Published in final edited form as: Neuroimage. 2017 Jan 17;151:1–3. doi: 10.1016/j.neuroimage.2017.01.038

Introduction to the Special Issue: Using neuroimaging to probe mechanisms of behavior change

Tammy Chung 1,, Marc Tittgemeyer 2, Sarah W Feldstein Ewing 3
PMCID: PMC5771680  NIHMSID: NIHMS891739  PMID: 28108393

Identifying the neural correlates of behavior change and predictors of treatment response with neuroimaging has potential to drive radical changes in current approaches to diagnosis and treatment of mental health conditions (Chung et al., 2016; Potenza et al., 2011). Improved understanding of the neural mechanisms underlying changes in cognition and behavior could spur the development of novel neuroscience-based interventions that amplify the effect of “active ingredients” of treatment, optimize dosing and intervention duration, and foster sustained behavioral outcomes (Fisher and Berkman, 2015; Naqvi and Morgenstern, 2015; Riggs, 2015). Neuroimaging methods could fundamentally change our understanding of “how” and “for whom” treatment works, and under what conditions behavior change occurs (Gabrieli et al., 2015; Potenza et al., 2011), in moving toward a personalized medicine (Calhoun et al., 2017; Prendes-Alvarez and Nemeroff, 2016). As a step toward this goal, this Special Issue, which includes systematic literature reviews and innovative empirical studies, addresses the use of neuroimaging to refine theories of disease mechanisms, and provides an inspiring glimpse into how interventions have effects on brain circuits, cognition, and behavior.

Dr. Dagher’s thoughtful commentary (Dagher, 2017) for the Special Issue focuses on the key role of brain circuits as a basic level of analysis for understanding mechanisms of behavior change across the continuum of health to illness, and in different domains of functioning (e.g., response to threat or reward). In contrast to traditional symptom-based approaches (American Psychiatric Association, 2012; World Health Organization, 1992), transdiagnostic approaches, such as Research Domain Criteria (Insel and Cuthbert, 2015), are proposed to more parsimoniously capture features that are “shared” versus “distinct” across symptom-level phenotypes. For example, in the article by Landin-Romero et al. (2017), across two disorders with overlapping symptoms, neuroimaging revealed significant changes in brain structure that effectively distinguished Alzheimer’s Disease from behavioral variant fronto-temporal dementia. Regarding substance use, Vergara et al. (2017) found a general pattern of resting state hypo-connectivity among substance users compared to controls, as well as substance-specific patterns of resting state connectivity that may serve as targets for different types of intervention. Likewise, the systematic review of neural mechanisms involved in cognitive reappraisal by Zilverstand et al. (2017) identified features that were shared across disorders involving mood, anxiety, and addiction, in addition to disorder-specific aberrations. These pioneering reports show how neuroimaging, in contrast to symptom-level phenotypes, can uncover both shared and disorder-specific signatures that can guide differential diagnosis and personalization of treatment.
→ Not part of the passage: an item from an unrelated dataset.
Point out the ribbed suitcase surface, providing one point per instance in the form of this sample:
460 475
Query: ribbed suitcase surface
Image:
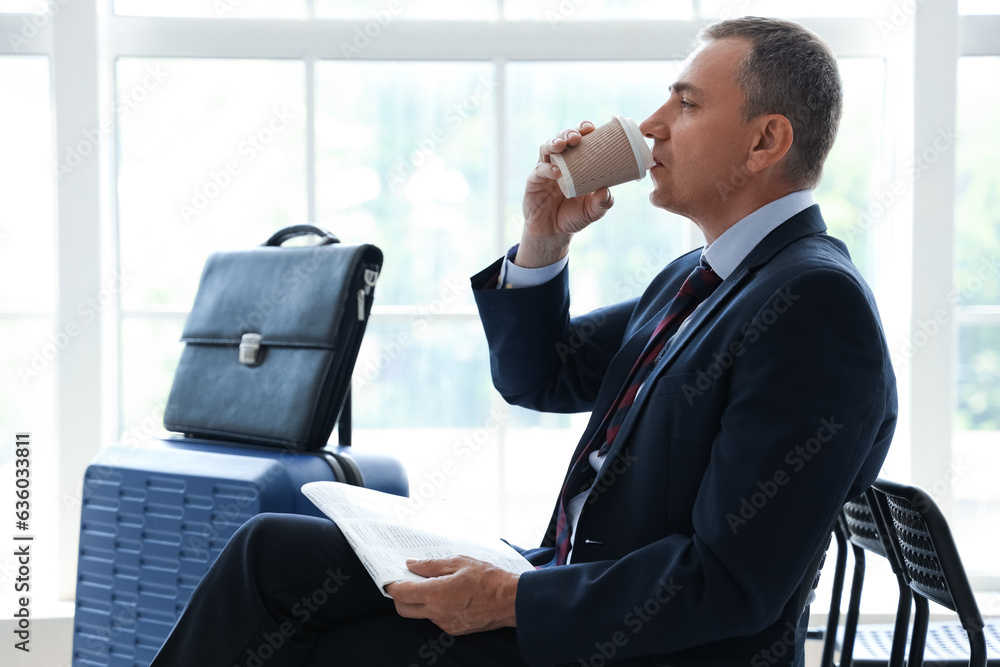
154 518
Several articles in this issue examine the predictive utility of brain-based biomarkers (Calhoun et al., 2017; Gabrieli et al., 2015), particularly in addictions research. Specifically, Zelle et al. (2017) found that during cue exposure, greater functional connectivity, but not mean level of activation, of left anterior insula with dorsolateral prefrontal cortex was associated with an adult’s ability to resist smoking during a quit attempt. Among adolescent cannabis users, Feldstein Ewing et al. (2017) found that greater orbitofrontal cortical network connectivity in response to client language in favor of change (“change talk”) was associated with poorer treatment response (more cannabis-related problems) one month later. In a study of adult smokers that compared mindfulness and cognitive behavioral therapy (CBT), Kober et al. (2017) identified mindfulness-specific effects on stress reactivity in several brain regions (e.g., amygdala) that were not observed for CBT, and that, importantly, predicted post-treatment reductions in smoking. These intriguing studies support the use of neuroimaging biomarkers to predict clinical outcomes, as identified in other studies (Courtney et al., 2016; Feldstein Ewing et al., 2016). These initial, formative studies pave the way for future efforts integrating neural targets for mechanisms of change, and biomarkers into applied clinical practice (Gabrieli et al., 2015).

Another theme in this Special Issue involves investigating the effects of cognitive training and behavioral treatment on brain circuitry across a variety of disorders (e.g., schizophrenia, mood, addiction), and intervention types (e.g., cognitive enhancement therapy, cognitive bias modification). In this regard, Keshavan and Eack, (2017) found that cognitive enhancement therapy showed effects through increasing the efficiency of prefrontal circuitry, which was associated with cognitive improvement in patients with schizophrenia. The systematic review by Wiers and Wiers, (2017) indicated that cognitive bias modification training was found to impact fronto-amygdalar circuitry for the disorders of anxiety and addiction, but instead influenced functional connectivity between frontal gyrus, anterior cingulate, and insula for depression. Using a cue approach training paradigm, Bakkour et al. (2017) found that the training shifted choice preferences through differential engagement of task control networks (e.g., lateral prefrontal cortical areas), which interacted with value networks. Importantly, these studies provide first insights into “how” a behavioral intervention can affect brain circuitry, and boundary conditions at the level of brain functioning that delimit “for whom” specific types of treatment protocols may be most effective.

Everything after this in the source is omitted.